Now, the current version of the income-based repayment plan, frankly, has been a mess: tangled up, harder for people to get relief at the end, negative amortization. It’s been run in a way that looks a lot like the subprime-mortgage scam. But it doesn’t have to be run that way. And the Department of Education is currently, as you and I speak, reworking that program so that when a person accrues debt to go to school, they have a manageable payment when they get out. And at the end of a period of repayment, whatever amount is left is discharged, so there’s no buildup on the other end.
[David Frum: If Biden forgives student loans, voters won’t forget it]
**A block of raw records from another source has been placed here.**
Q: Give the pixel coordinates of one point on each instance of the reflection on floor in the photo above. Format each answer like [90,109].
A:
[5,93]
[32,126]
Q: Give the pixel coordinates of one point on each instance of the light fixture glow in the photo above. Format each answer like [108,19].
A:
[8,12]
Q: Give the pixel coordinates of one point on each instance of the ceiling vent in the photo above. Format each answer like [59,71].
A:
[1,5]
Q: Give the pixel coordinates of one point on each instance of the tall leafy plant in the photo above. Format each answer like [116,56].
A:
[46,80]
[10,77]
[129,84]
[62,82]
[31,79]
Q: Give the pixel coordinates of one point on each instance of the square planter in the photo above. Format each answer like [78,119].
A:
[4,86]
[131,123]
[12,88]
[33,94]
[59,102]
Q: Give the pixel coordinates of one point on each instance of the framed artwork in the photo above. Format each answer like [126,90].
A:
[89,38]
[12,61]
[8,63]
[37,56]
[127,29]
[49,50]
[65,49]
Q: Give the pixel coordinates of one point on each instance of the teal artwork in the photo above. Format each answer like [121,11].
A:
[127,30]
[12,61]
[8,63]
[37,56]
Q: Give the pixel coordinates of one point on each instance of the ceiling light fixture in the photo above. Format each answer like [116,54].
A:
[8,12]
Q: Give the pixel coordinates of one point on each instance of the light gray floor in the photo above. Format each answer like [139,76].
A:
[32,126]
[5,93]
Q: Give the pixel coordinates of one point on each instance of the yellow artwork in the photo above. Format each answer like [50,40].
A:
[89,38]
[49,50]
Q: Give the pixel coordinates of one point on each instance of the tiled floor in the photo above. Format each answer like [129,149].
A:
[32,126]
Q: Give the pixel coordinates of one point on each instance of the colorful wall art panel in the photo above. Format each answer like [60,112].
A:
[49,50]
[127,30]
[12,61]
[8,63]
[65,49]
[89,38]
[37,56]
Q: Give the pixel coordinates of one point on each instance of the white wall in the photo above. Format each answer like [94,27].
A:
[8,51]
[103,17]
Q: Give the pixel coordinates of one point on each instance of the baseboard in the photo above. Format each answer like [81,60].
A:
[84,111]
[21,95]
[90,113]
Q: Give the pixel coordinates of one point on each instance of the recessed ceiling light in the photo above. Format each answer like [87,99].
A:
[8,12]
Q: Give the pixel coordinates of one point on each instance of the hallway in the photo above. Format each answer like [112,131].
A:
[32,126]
Harris: One of the last things I wanted to ask about was the legal justification for Joe Biden writing off debt. Some argue that logic is flawed and suggest there may be court challenges on the back end if the Department of Education ultimately does end up canceling that debt. How do you respond to the critics who say that the president’s plan may not hold up in court?
Warren: I’m pretty sure that the president of the United States can cancel student-loan debt, because Barack Obama has done it, Donald Trump has done it, and Joe Biden has done it to the tune of tens of billions of dollars. The original authorizing language that created a program so that the federal government could lend money for people to go to school has very broad language in it about the ability to rewrite and renegotiate the terms of those loans.
And think about it for a minute: It makes perfect sense. When you borrow money from the bank, and you go back to the bank and say, “I want to pay it early”—or “I can’t pay it all,” or “I have my toes on the threshold of bankruptcy”—the bank, your creditor, always has the power to say, “Okay, here’s what I’m willing to do: I can cut a little off here; I can change the interest rate over there; I can forgive the principal.” The creditor has the power to forgive debt in every debtor-creditor relationship. I mean, that’s how they’re set up. It’s a statutory matter. You know, I taught debtor-creditor law for 25 years, and this is, like, the most basic piece of it.
The second thing is: Who exactly is going to sue? There has to be an injured party. And I’m not sure who thinks they’re gonna have standing to sue because they don’t like a policy. That doesn’t give you standing in a lawsuit. So I’m just—I’ve heard this before, and I don’t know why they haven’t already sued if they think they’ve got such a darn good lawsuit out there. They’ve had plenty of opportunities.